Home » Side Event: Addressing the harms of criminalisation and policing with criminal justice and drug policy reform

Side Event: Addressing the harms of criminalisation and policing with criminal justice and drug policy reform

Organized by the Norwegian Association for Humane Drug Policies with the support of Norway, and the Drug Policy Alliance, the International Drug Policy Consortium, NoBox Philippines, Release, and StreetLawPH.

Thursday, 15th April 2021, 10:00 – 10:50 (CET – Vienna) Co-sponsored by Norway, the Norwegian Association for Humane Drug Policies, Drug Policy Alliance, IDPC, NoBox Philippines, Release and StreetLaw PH The systematic policing and criminalisation of people involved in drug offences has had devastating impacts on the human rights of people in situations of vulnerability (especially for people who use drugs, subsistence farmers involved in illicit crop cultivation, women, young people, ethnic minorities, people facing economic hardship), health outcomes and prison overcrowding. These harms have been exacerbated in the midst of the COVID-19 pandemic, and as a result of the policies established to curb infection rates. This side event will highlight some of the most pressing harms associated with policing and criminalisation, and propose a number of options for criminal justice and drug policy reform grounded in social justice, racial justice and human rights.

Moderator: H.E. Ambassador Kjersti E. Andersen, Permanent Representative of Norway to the UN in Vienna

There has been a change in Norway from punitive measures to include PWUD and civil society in decision making. 2015 – drug reform became official policy in Norway.

Committees starting point – punishment is the most severe response – criminalisation is only suitable if it reduces harm. No good evidence of criminalisation as a deterrent. Criminalisation has unintended and adverse effects. No evidence of decriminalisation increasing use of illicit drugs. Drug use better countered with health measures. This is the baseline of our drug policy and provides the backdrop to our seminar today.

Panellists:

  • Lee Edson P. Yarcia, NoBox Philippines

[Video] – Criminalisation and policing for PWUD – aspiration to recognise genuine reform. Drugs play a meaningful role in the lives of people in the Philippines. Drug use figures in everyday live – methamphetamine for workers to those working overnight of for long hours – feel warm. Marijuana plays same role of alcohol in some contexts. Dominant social legal order doesn’t recognise way of life. Drug conventions create prohibitive environment. Countries invested in medicalised approach to treat people causes problems. Extrajudicial killings occur in the Philippines. Blinds many states from the reality that abstinence pushes people away and leads to risky situations and blood-borne viruses (BBVs). Philippines jails 500% over congested. Rehab centres strip people of autonomy, take away rights. Medical prohibition – people continue to use drugs. Time to accept the fact that drugs play important roles in people’s lives. Enforcement models cause more harm than good. Wide range of services is needed. We work with partners. 87% of PWUD are non-problematic – focus should be on health. Decriminalize and take people out of jails. Drugs issues are a social phenomenon. Economic emancipation is needed. Full and productive employment is needed. Addressing poverty is needed. Decriminalised interventions. Compulsory detention centres have no place in drug policy framework, should be a priority of the government. Health is key, comprehensive health services for HIV prevention and acre needs. Access to sterile injecting equipment and essential health services is necessary. Fatal overdoses and BBVs – drug related deaths will occur. Genuine health approach based in harm reduction. Harm reduction dispels archaic belief that abstinence is the goal. Drugs play a meaningful role in people’s lives. Prohibitive environment exists. It’s time to decriminalise drug use. Humanity is key.

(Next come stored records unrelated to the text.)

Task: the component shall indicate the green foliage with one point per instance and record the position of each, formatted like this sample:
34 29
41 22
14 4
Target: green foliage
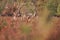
52 7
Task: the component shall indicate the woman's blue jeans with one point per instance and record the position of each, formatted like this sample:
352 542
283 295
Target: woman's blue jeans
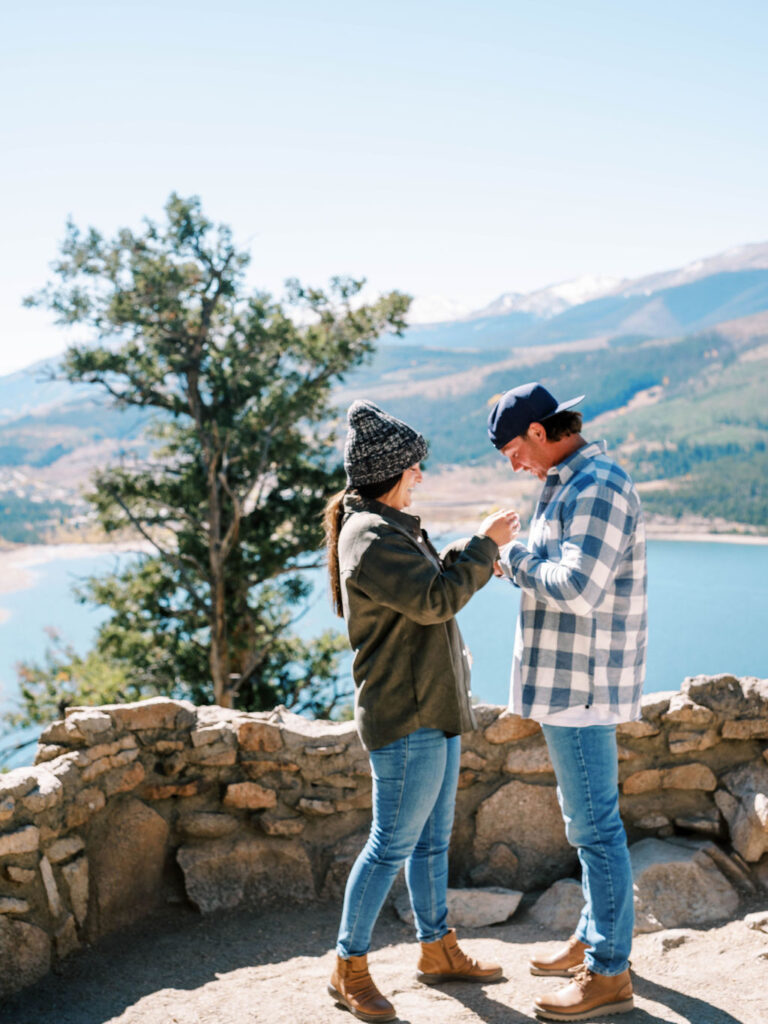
414 797
586 766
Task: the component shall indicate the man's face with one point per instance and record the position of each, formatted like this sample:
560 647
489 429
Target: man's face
529 453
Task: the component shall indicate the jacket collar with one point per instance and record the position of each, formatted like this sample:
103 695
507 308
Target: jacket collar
576 462
410 523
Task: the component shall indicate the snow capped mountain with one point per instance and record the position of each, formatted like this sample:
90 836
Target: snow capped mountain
546 302
750 257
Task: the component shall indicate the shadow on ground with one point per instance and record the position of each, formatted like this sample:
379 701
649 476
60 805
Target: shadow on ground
179 968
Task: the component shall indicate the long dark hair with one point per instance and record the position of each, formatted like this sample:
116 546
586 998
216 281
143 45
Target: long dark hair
333 516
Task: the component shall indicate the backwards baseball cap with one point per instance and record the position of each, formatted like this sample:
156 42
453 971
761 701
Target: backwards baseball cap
516 410
378 445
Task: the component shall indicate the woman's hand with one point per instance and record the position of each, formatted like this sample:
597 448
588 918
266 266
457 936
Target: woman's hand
501 526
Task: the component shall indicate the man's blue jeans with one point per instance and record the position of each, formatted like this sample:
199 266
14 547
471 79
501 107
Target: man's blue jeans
586 766
414 797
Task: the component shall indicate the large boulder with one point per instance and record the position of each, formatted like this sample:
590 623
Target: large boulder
127 852
245 869
526 818
678 886
743 804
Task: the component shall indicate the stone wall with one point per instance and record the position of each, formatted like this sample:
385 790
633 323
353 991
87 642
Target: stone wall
131 805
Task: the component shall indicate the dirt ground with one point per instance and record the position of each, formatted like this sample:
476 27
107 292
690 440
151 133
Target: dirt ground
271 968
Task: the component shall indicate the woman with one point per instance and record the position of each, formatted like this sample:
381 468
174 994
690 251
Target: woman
412 698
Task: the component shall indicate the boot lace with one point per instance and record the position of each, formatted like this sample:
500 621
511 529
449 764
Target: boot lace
582 976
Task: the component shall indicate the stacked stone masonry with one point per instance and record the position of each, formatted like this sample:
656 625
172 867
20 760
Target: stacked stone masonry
131 805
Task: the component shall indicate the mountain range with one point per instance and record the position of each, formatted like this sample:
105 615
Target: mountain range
674 365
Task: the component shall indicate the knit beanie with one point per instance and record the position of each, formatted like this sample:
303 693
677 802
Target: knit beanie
378 445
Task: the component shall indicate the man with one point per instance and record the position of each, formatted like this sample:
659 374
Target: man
578 669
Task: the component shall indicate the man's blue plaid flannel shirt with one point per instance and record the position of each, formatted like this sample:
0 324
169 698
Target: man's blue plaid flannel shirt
582 631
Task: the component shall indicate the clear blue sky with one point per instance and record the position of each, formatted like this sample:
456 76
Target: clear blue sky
458 148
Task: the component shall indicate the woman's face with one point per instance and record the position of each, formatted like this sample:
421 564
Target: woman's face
399 497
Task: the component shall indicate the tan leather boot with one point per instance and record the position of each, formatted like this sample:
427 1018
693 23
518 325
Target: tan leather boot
353 988
443 961
560 964
588 995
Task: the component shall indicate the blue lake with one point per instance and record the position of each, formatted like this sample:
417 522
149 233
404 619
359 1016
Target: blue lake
708 608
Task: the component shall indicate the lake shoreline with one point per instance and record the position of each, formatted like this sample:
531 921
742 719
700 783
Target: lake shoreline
17 563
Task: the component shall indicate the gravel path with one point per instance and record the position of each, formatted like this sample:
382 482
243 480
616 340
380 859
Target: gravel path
271 968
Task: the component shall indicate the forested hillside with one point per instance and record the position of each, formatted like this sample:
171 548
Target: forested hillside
685 409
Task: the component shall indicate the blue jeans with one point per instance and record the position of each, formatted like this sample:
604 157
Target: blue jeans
586 766
414 797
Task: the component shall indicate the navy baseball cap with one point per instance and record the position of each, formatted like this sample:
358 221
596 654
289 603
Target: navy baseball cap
516 410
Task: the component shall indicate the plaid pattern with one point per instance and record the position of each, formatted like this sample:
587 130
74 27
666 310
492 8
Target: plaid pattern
582 632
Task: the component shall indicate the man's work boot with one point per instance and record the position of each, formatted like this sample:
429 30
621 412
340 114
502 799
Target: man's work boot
353 988
560 965
588 995
443 961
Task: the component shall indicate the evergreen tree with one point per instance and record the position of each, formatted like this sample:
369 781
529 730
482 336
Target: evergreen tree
229 501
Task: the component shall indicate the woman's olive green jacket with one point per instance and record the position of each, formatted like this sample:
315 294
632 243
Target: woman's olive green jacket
411 666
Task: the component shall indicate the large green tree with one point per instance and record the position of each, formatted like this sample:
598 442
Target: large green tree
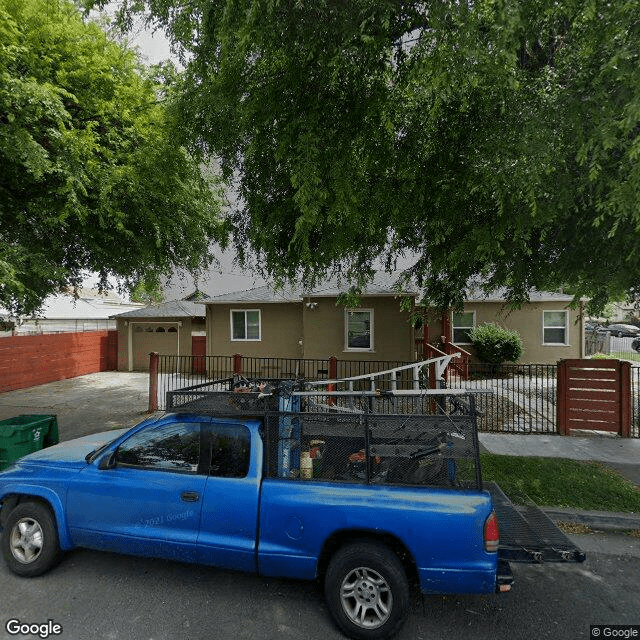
91 176
496 140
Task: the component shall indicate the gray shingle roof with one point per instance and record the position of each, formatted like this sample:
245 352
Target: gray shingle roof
499 295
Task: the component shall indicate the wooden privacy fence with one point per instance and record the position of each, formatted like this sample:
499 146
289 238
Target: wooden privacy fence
594 395
26 361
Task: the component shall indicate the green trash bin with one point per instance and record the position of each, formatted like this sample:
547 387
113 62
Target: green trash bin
25 434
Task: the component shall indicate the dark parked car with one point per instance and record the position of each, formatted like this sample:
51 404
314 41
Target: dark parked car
623 330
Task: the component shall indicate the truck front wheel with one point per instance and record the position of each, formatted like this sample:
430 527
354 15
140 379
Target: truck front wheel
367 591
30 539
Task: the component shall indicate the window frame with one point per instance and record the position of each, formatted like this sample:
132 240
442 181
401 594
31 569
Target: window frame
211 435
202 446
545 327
368 349
454 326
245 311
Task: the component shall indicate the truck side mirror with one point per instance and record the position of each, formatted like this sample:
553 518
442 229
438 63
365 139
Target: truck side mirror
108 462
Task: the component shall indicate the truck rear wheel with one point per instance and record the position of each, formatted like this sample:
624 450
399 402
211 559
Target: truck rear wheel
30 539
367 591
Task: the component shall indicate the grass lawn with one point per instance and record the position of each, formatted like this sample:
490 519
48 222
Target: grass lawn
557 482
625 356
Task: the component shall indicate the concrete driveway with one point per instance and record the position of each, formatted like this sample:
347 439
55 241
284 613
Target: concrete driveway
86 404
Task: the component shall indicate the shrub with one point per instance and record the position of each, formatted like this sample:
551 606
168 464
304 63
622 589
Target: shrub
495 345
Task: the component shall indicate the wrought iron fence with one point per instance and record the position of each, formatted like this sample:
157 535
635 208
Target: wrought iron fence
635 402
523 398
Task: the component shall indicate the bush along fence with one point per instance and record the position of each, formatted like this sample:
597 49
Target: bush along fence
523 398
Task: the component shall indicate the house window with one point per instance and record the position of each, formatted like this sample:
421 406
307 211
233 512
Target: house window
554 330
359 330
461 325
245 324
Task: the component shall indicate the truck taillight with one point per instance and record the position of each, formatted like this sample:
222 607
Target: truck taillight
491 533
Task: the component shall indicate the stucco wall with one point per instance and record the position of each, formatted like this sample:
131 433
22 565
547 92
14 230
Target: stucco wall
528 322
320 327
324 331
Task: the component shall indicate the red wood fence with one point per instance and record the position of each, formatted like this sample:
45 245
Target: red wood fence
26 361
594 395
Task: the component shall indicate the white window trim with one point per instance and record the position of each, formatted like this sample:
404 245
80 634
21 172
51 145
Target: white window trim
347 348
245 311
566 328
454 327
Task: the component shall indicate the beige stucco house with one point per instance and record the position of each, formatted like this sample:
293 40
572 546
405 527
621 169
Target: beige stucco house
170 328
264 323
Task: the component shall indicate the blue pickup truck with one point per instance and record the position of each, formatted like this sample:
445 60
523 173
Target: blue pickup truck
370 493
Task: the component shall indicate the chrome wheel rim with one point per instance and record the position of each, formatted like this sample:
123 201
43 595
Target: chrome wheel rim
26 540
366 598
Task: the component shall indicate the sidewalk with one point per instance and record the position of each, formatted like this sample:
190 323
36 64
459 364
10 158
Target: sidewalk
621 454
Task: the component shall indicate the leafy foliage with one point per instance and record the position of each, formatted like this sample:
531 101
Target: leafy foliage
91 176
496 140
495 344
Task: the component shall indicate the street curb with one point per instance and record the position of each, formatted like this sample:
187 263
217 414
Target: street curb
600 520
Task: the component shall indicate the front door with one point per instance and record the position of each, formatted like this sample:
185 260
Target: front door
149 503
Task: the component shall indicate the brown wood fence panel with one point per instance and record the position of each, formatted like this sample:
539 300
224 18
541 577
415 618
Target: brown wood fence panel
594 395
27 361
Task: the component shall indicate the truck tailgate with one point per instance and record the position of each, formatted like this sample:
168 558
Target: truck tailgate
527 534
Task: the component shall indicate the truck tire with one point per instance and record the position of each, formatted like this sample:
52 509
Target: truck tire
30 539
367 591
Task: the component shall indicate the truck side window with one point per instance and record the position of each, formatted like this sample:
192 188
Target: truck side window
169 447
230 450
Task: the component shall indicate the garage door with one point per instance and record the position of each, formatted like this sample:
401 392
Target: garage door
161 338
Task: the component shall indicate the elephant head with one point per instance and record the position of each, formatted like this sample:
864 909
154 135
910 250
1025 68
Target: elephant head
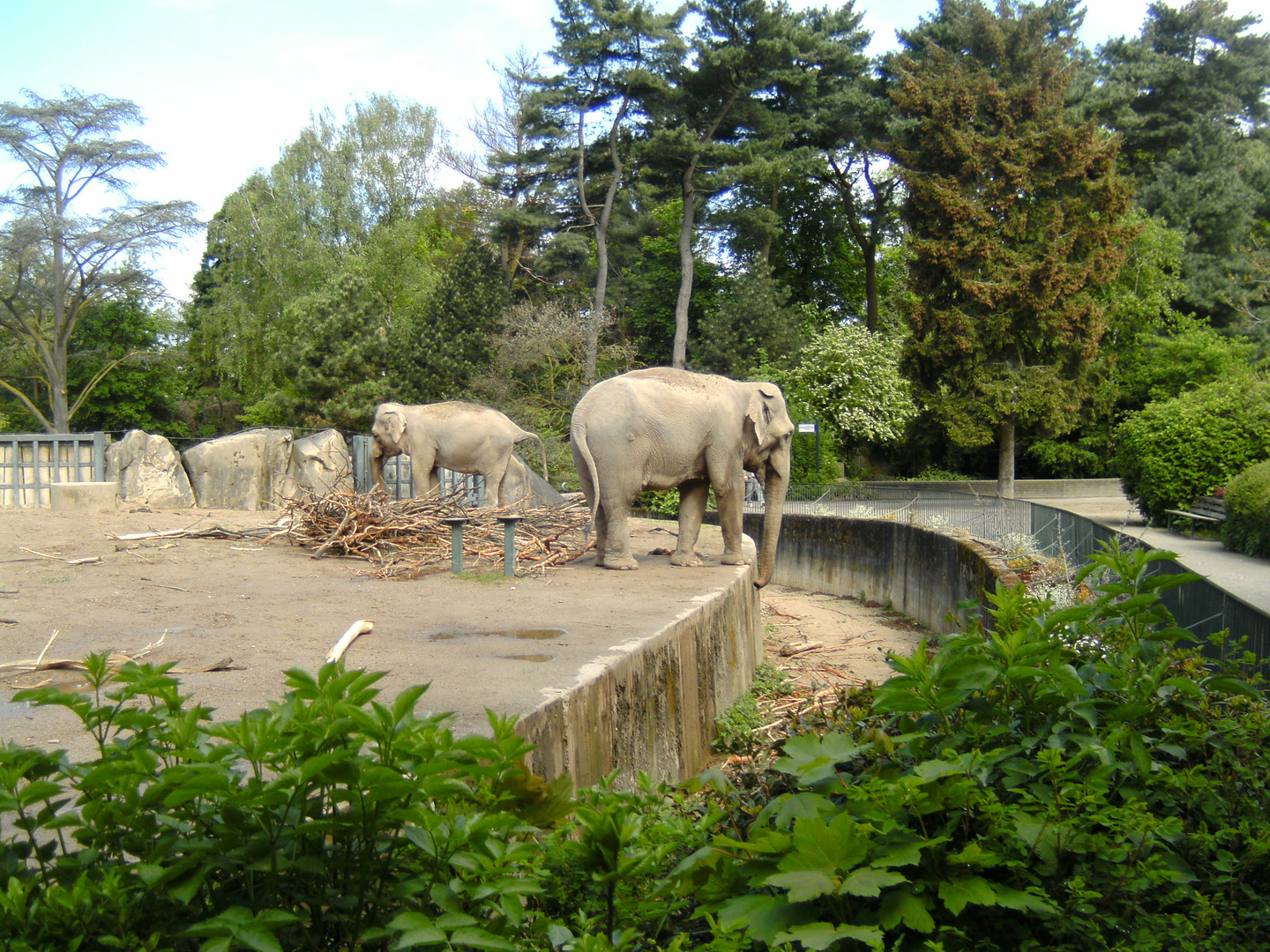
767 435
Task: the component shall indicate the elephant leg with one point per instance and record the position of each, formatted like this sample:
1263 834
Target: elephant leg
614 528
601 536
494 484
692 508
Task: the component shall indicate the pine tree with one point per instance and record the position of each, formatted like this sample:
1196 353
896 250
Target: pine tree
1016 216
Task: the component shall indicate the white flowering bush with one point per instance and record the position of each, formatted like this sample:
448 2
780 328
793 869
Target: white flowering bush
851 378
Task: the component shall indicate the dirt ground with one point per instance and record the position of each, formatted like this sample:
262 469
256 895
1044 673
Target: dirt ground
249 612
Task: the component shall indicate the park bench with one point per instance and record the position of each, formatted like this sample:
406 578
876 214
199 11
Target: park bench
1203 509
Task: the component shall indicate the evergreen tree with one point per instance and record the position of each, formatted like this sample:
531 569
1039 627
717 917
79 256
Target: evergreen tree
1016 216
1189 98
452 337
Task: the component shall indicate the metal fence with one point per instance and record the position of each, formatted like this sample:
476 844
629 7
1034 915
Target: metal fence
1200 607
32 462
398 481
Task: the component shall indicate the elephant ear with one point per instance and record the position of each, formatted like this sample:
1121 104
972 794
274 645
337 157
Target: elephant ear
759 414
395 424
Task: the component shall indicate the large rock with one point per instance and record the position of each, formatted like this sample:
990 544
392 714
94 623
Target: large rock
147 471
525 487
242 471
320 464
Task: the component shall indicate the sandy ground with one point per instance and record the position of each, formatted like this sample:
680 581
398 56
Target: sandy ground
254 611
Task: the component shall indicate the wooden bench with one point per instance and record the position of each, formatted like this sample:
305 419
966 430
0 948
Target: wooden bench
1203 509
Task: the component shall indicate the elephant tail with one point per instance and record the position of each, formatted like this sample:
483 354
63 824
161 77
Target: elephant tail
526 435
578 435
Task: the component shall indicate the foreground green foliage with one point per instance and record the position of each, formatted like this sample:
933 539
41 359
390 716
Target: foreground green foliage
1072 781
1068 782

  • Theshia Naidoo, Drug Policy Alliance (United States)

Will cover: harms associated with decision to use criminal justice system, recent reform adopted in the state of Oregon. I will focus on US.

More people arrested for drug possession than any other criminal offence. Often black, indigenous, other communities of colour, consequences of arrest very severe. In terms of health aspects – high overdose rates in US. Decision to use/not use substances, and overdose rates, don’t rise and fall as a result of drug policies. System of punishment and arrest is invested in, we don’t see investment in harm reduction and treatment. The state of Oregon has high overdose rates and incarceration rates. Oregon Measure 110: successful ballot initiative in 2020 – eliminates possession penalties and promotes harm reduction. The victory made Oregon the first state in the US to take a major step towards dismantling the system of criminalisation and punishment that has disproportionately harmed communities of colour. Voter enacted reform – victory makes Oregon the first state to take step forward to dismantle system.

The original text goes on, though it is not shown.